Oops! I missed posting on the ‘right’ day, so I’m making today World Environment Day. And actually how about tomorrow too, and the day after? And maybe every single day?
The more I pursue stories related to climate change, global warming, environmental degradation, call it what you will, this at times difficult and intangible thing to grasp, I have found the images that most resonate with me are of people. It is often those that are most vulnerable, who already have sustainable practices inherent in their everyday lives out of tradition and necessity, that are the most impacted by climate change.
These are a few images of Chidambaran Chithan, a 65-year-old fisherman whom I met while working on a story for @natgeo in Alleppey, Kerala. Chidambaran was a fisherman on Vembanad Lake for over 40 years. Just before the pandemic, he started selling saltwater fish to locals, a less laborious and steady job, he said. “The fish were very abundant in the lake…right now the availability is very low…we’re not getting anything from this lake” he said. He equates a dwindling fish population to pollution.

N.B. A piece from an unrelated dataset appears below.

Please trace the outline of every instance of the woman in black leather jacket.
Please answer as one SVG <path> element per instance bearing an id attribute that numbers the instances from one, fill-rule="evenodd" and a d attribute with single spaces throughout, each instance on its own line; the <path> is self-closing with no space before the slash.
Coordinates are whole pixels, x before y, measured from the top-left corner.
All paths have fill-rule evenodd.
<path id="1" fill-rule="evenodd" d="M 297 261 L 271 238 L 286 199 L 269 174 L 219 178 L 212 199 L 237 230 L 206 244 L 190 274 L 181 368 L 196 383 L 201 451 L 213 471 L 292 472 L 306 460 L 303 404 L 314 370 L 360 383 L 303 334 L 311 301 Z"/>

But it is not only a decrease in fish population, which has seen a 40 percent drop in the last decade, drastic weather events, including floods and cyclones, are hitting the region at increasing rates. Chidambaran’s family’s ancestral home (pictured in image one, along with two of his grandchildren) was destroyed from a flood in 2018.
When I asked Chidambaran what he hoped for, he began to tear up: “these torrential rains, corona and the flood, these things have destroyed entire people’s lives along with me…this must change…what I suggest is that we must be more careful in conserving nature, this lake, we need to conserve it otherwise this next generation is going to suffer…people must get out of this bad situation that’s what my wish is.”